As British Foreign Secretary Jack Straw said the other day, foreign forces in Iraq are part of the problem. One hopes the White House, too, is able to grasp this truth. The US administration has not given any date for a withdrawal of US troops, and indeed President Bush has reiterated his policy of staying on. This will only serve to strengthen the resistance. A hurried withdrawal may not be possible. That could lead to chaos. The only sensible course of action will be to induct a UN peacekeeping force, which should organize a general election. Only a government that comes into being through such a process will be able to tackle insurgency and work for Iraq’s reconstruction. Failing that, the resistance will continue to be stronger and stronger.
Eradicating polio
IT is not for the first time that a government official — in this case the EDO, community development, in Hyderabad — has stressed combined efforts by the government and independent organizations to combat polio in the country. The point has been made before, and raising public awareness on the subject has figured high on the health department’s list of priorities. However, while the authorities appear keen to extend vaccination cover in remote areas and have, indeed, made substantial progress towards eradicating polio over the years, cases of the disease still continue to crop up. Only recently, the NWFP reported its second polio case in the year. In both cases, the affected children had already been administered the required number of anti-polio doses. This is similar to the situation in Sindh last year when 85 per cent of those who contracted the debilitating disease were found to have already been administered the vaccine — a worrying development that leads one to question storage conditions and the efficacy of the polio drops.

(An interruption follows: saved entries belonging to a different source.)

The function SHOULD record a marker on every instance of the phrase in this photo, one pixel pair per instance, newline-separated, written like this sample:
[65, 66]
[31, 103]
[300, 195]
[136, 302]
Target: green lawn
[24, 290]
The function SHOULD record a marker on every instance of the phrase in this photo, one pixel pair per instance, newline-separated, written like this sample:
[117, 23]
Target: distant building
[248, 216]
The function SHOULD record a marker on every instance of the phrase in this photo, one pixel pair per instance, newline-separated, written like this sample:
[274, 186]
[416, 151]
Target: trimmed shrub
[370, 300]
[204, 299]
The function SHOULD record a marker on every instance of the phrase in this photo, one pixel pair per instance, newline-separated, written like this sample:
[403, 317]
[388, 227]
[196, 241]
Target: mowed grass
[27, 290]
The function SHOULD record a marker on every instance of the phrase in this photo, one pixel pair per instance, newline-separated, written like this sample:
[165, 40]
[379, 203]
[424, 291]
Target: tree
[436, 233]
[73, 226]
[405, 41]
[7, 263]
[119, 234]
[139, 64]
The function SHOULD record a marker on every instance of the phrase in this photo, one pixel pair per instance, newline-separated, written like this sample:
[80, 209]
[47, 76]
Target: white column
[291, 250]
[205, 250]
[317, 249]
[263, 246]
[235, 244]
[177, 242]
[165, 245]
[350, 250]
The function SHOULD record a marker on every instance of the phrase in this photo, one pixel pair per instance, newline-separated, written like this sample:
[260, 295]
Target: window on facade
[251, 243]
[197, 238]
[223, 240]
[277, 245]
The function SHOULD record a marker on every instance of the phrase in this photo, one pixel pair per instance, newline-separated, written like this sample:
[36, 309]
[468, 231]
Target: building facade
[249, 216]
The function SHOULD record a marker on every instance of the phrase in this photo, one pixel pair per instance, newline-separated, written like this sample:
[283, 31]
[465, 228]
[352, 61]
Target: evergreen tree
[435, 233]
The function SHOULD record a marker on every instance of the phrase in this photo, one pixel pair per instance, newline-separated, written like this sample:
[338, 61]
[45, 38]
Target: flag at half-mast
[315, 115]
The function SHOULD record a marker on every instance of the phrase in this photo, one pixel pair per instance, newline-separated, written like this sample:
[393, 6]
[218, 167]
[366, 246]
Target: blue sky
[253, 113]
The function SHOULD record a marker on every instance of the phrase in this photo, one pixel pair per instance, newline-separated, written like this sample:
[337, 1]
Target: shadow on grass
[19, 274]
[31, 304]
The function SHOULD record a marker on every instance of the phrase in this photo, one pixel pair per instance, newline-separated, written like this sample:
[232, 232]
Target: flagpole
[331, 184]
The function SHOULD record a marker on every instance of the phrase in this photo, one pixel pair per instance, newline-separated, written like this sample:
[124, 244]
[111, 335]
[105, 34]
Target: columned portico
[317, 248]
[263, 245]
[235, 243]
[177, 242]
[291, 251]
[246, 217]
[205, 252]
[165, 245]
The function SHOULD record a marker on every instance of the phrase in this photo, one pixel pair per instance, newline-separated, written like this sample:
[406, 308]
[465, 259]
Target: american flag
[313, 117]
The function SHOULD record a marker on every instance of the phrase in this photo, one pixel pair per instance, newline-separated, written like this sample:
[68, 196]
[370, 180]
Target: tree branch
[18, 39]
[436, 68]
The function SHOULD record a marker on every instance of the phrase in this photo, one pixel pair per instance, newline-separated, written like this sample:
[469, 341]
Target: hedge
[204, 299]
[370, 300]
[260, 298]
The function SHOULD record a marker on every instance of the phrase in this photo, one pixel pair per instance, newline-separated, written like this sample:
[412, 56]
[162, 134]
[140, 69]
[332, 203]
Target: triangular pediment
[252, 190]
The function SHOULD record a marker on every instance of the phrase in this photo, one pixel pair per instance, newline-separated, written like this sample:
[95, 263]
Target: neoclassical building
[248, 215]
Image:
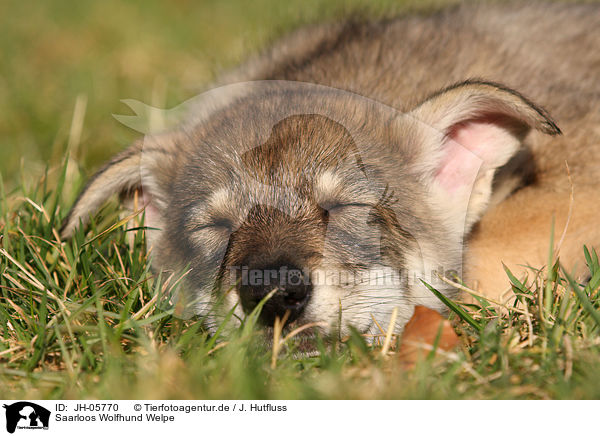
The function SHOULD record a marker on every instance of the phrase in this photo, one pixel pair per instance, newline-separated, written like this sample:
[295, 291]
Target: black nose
[292, 293]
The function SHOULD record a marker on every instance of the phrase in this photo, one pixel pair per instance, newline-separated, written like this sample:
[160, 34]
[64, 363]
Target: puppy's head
[334, 205]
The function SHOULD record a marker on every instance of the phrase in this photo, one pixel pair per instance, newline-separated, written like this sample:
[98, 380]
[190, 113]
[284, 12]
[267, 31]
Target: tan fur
[367, 178]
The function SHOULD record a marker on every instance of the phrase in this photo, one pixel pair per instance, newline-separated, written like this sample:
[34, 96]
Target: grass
[77, 317]
[78, 320]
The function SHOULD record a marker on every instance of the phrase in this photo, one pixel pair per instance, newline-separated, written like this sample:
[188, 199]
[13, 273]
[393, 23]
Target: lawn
[78, 318]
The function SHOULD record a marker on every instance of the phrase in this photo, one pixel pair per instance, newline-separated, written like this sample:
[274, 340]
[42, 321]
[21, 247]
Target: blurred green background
[57, 54]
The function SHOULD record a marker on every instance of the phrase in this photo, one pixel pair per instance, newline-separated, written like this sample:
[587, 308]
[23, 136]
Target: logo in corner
[26, 415]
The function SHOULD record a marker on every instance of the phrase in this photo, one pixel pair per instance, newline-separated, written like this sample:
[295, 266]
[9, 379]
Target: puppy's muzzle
[292, 291]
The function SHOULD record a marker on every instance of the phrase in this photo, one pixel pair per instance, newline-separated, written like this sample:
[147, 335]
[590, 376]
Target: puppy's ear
[469, 130]
[130, 171]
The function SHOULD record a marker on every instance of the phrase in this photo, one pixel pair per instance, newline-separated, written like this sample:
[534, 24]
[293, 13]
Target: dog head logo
[26, 415]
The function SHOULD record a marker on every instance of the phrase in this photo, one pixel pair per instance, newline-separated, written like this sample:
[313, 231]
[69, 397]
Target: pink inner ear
[468, 147]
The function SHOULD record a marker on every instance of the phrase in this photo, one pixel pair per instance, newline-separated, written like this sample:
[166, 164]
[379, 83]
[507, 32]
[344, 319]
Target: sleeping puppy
[351, 162]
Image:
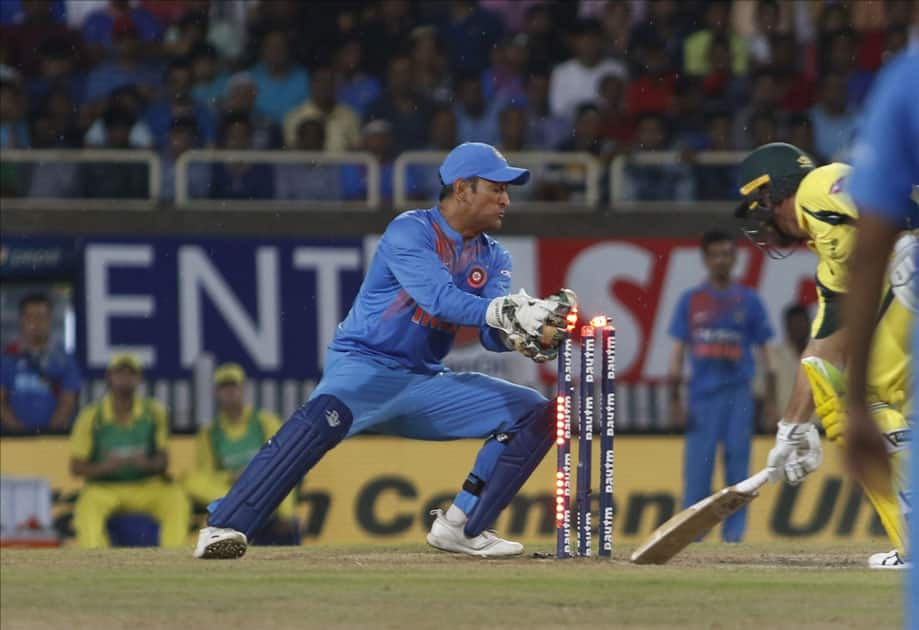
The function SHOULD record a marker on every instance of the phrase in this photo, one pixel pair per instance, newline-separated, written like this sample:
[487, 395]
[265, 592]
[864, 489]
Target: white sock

Besides this factor, there are several others that are slowing down progress on achieving the target of a polio-free Pakistan by the end of this year. These include poor access to remote areas and hence limited vaccination coverage as well as team fatigue. There is also the problem of convincing parents to have their children inoculated as many view the vaccine with suspicion, including those who wield considerable influence over the people such as local religious figures and village elders. For the anti-polio drive to be effective, it is necessary for the health authorities to take a hard look at the current plan and identify its lapses, many of which may relate to coordination among the various government agencies. That is the only way that a new, more effective strategy can be devised for combating the polio menace.